TRIBUNNEWS.COM - Isu dugaan pengamanan harta mencuat di tengah proses perceraian Ridwan Kamil dan Atalia Praratya.
Kabar tersebut berkembang seiring gugatan cerai yang diajukan Atalia ke Pengadilan Agama Bandung pada 11 Desember 2025, setelah rumah tangga yang dibina selama 29 tahun itu dikabarkan berada di ujung tanduk.
Namun, pihak Ridwan Kamil secara tegas membantah anggapan tersebut.
Perceraian pasangan yang selama ini dikenal harmonis itu langsung menyita perhatian publik.
Sorotan semakin tajam karena di saat bersamaan, Ridwan Kamil juga tengah berhadapan dengan Komisi Pemberantasan Korupsi (KPK) yang sedang melakukan penyidikan terkait dugaan korupsi pengadaan belanja iklan di salah satu bank daerah.
Kondisi ini kemudian memunculkan spekulasi bahwa gugatan cerai Bu Cinta, begitu sapaan akrabnya, disebut-sebut berkaitan dengan upaya menyelamatkan harta.
Menanggapi isu tersebut, kuasa hukum Ridwan Kamil, Wenda Aluwi, membantah keras tudingan yang beredar.

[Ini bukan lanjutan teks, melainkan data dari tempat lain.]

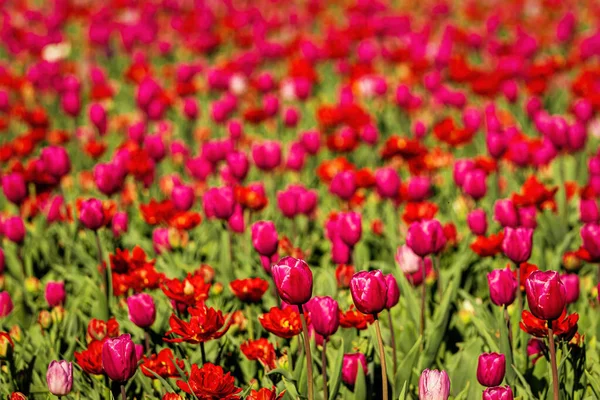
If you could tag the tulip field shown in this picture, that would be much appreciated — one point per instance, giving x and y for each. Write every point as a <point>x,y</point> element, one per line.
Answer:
<point>302,199</point>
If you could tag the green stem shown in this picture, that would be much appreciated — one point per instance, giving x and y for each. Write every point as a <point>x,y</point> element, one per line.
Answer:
<point>555,389</point>
<point>382,357</point>
<point>308,354</point>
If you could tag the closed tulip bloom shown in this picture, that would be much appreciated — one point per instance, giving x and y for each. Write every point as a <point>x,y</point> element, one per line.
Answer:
<point>426,237</point>
<point>491,368</point>
<point>59,378</point>
<point>119,358</point>
<point>350,365</point>
<point>503,286</point>
<point>343,185</point>
<point>14,229</point>
<point>407,260</point>
<point>293,280</point>
<point>142,311</point>
<point>324,315</point>
<point>55,293</point>
<point>341,253</point>
<point>506,214</point>
<point>571,283</point>
<point>588,211</point>
<point>14,188</point>
<point>393,291</point>
<point>387,182</point>
<point>517,244</point>
<point>264,238</point>
<point>238,164</point>
<point>434,385</point>
<point>119,223</point>
<point>219,203</point>
<point>528,217</point>
<point>267,155</point>
<point>183,197</point>
<point>56,161</point>
<point>311,141</point>
<point>546,294</point>
<point>418,188</point>
<point>590,234</point>
<point>91,214</point>
<point>477,222</point>
<point>475,184</point>
<point>6,305</point>
<point>461,167</point>
<point>349,228</point>
<point>369,291</point>
<point>498,393</point>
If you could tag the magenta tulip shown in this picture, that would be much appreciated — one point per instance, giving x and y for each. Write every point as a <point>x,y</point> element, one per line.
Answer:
<point>293,280</point>
<point>369,291</point>
<point>546,294</point>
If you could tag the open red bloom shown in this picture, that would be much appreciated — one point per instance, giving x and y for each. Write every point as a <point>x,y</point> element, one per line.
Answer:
<point>284,323</point>
<point>418,211</point>
<point>534,193</point>
<point>488,246</point>
<point>99,330</point>
<point>205,324</point>
<point>90,360</point>
<point>565,327</point>
<point>249,290</point>
<point>191,291</point>
<point>261,350</point>
<point>355,319</point>
<point>265,394</point>
<point>162,364</point>
<point>210,383</point>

Ia menegaskan bahwa perceraian tersebut murni persoalan rumah tangga dan tidak ada kaitannya dengan perkara lain yang sedang berjalan.
“Selain komunikasi yang kami lakukan dengan kuasa hukum Ibu Atalia serta dengan klien kami sendiri, kami juga telah mencermati dokumen-dokumen yang ada. Dari situ, sebagai advokat, kami melihat bahwa perkara perceraian ini memiliki alasan yang cukup, tanpa harus dikaitkan dengan perkara-perkara lain yang sedang berjalan,” ujar Wenda, dikutip Tribunnews dari YouTube Reyben Entertainment, Kamis (1/1/2026).

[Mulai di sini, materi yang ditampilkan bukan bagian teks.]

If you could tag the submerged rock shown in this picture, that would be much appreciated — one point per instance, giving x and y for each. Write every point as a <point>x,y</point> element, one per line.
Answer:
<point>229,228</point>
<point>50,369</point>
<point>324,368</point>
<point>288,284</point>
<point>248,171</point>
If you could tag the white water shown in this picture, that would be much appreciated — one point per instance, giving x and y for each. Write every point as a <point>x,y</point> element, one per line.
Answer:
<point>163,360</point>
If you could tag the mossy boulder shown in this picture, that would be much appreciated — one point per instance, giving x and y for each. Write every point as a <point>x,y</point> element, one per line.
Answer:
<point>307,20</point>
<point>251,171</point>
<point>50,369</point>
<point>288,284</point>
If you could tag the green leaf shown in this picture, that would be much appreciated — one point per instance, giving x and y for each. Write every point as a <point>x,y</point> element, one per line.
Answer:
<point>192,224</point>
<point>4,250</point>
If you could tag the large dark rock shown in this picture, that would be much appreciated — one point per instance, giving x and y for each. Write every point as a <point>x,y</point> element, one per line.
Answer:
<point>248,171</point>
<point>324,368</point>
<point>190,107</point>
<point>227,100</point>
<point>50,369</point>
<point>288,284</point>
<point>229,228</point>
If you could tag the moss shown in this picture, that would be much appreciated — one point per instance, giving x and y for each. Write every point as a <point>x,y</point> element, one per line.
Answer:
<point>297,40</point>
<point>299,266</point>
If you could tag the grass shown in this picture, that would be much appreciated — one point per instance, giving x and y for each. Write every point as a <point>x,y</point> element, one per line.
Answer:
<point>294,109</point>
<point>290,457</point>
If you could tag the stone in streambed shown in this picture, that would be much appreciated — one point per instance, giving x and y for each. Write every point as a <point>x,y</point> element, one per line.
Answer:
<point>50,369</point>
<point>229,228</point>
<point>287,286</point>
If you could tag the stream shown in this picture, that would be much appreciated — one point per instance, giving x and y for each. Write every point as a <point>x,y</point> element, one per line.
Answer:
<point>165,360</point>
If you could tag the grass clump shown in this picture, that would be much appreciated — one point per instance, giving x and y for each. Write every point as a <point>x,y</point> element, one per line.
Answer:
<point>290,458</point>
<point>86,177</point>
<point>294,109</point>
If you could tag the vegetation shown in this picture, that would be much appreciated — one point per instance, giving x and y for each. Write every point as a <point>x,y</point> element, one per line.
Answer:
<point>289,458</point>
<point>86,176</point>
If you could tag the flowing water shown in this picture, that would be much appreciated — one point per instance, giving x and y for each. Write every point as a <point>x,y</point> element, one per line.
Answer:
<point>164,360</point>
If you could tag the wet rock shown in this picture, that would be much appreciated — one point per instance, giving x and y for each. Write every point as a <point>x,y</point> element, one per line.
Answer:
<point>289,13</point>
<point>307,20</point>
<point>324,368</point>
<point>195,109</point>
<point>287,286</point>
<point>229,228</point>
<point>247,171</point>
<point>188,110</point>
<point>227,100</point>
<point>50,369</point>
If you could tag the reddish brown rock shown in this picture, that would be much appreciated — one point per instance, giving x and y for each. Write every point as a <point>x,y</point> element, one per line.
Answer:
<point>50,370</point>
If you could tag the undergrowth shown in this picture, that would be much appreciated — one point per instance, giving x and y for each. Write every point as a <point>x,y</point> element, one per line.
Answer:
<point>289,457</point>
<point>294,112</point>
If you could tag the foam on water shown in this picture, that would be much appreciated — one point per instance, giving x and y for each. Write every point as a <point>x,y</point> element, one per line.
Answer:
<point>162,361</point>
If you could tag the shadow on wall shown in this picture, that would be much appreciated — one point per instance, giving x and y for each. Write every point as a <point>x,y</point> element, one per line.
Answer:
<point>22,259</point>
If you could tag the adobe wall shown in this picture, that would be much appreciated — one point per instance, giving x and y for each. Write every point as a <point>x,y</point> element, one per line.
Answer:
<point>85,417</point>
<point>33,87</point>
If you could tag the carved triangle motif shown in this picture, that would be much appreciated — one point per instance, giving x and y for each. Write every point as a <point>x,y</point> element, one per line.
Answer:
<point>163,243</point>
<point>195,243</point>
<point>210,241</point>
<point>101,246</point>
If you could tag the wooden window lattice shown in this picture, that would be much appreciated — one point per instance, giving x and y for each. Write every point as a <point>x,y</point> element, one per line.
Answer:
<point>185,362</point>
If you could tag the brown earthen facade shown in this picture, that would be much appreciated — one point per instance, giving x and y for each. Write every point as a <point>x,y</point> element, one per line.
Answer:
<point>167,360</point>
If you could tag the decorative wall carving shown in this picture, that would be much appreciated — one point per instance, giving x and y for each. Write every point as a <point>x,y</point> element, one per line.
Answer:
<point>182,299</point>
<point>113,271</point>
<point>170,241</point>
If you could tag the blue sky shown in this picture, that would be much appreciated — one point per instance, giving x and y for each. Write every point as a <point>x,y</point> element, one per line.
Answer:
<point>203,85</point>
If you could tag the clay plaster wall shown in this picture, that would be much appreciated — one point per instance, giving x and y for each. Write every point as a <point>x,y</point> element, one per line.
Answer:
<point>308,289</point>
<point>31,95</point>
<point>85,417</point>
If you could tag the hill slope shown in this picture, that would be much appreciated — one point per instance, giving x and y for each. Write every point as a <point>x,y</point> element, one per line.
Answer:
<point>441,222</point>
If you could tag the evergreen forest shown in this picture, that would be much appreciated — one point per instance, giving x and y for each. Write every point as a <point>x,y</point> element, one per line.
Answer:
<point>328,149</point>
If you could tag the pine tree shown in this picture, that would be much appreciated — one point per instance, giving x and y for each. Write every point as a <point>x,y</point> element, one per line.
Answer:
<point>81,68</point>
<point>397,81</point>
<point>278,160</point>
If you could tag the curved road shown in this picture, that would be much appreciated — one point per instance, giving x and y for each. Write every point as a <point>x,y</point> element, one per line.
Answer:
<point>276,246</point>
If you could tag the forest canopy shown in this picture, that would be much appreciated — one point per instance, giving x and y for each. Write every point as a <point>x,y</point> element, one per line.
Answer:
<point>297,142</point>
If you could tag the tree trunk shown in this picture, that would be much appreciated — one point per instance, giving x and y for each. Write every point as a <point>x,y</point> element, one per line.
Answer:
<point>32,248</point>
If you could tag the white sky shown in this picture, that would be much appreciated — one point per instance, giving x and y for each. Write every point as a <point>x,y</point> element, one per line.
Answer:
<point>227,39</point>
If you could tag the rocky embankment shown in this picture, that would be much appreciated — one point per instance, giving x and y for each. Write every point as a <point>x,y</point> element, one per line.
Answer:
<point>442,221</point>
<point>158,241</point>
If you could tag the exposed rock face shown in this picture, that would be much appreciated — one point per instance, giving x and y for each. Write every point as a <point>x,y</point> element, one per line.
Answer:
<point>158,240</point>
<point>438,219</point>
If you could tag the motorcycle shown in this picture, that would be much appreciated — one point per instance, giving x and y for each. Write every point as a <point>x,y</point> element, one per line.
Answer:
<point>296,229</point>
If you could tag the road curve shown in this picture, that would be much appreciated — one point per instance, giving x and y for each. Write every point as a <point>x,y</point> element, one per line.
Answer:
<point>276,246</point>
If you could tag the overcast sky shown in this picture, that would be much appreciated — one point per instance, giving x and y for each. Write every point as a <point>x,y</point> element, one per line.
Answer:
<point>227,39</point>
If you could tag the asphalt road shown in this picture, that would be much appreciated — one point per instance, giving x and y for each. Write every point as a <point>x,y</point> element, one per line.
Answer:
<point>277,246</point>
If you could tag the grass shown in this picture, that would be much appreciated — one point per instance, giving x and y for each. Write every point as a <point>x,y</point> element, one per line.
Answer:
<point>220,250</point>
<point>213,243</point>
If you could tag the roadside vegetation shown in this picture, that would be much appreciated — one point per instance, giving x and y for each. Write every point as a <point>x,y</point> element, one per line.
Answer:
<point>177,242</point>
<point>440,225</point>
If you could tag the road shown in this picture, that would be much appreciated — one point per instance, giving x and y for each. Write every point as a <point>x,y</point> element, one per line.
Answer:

Ia juga menepis anggapan yang menyudutkan Atalia Praratya terkait motif di balik gugatan cerai tersebut.
Menurutnya, langkah yang diambil Atalia bukanlah keputusan yang diambil secara sembrono atau dilandasi kepentingan tertentu.
Baca juga: Memori Tahun Baru Atalia Praratya, Ucapan Kejutan 2025 Jadi Nyata, Kini Cerai dari Ridwan Kamil
“Saya rasa Bu Atalia juga tidak sekerdil itu untuk melakukan hal-hal seperti yang dipersepsikan sebagian pihak,” katanya.
Lebih lanjut, Wenda mengaitkan persoalan ini dengan pandangan dalam hukum Islam.
Kuasa hukum dari mantan Gubernur Jawa Barat ini menyampaikan bahwa dalam persidangan, Ketua Majelis juga telah mengingatkan tentang konsekuensi bagi seorang istri yang mengajukan perceraian tanpa alasan yang dibenarkan secara syariat.
“Dalam Islam, sebagaimana disampaikan oleh Ketua Majelis, seorang istri yang mengajukan perceraian dan meminta suaminya menceraikan dirinya tanpa alasan yang dibenarkan secara syariat, diharamkan mencium bau surga,” jelas Wenda.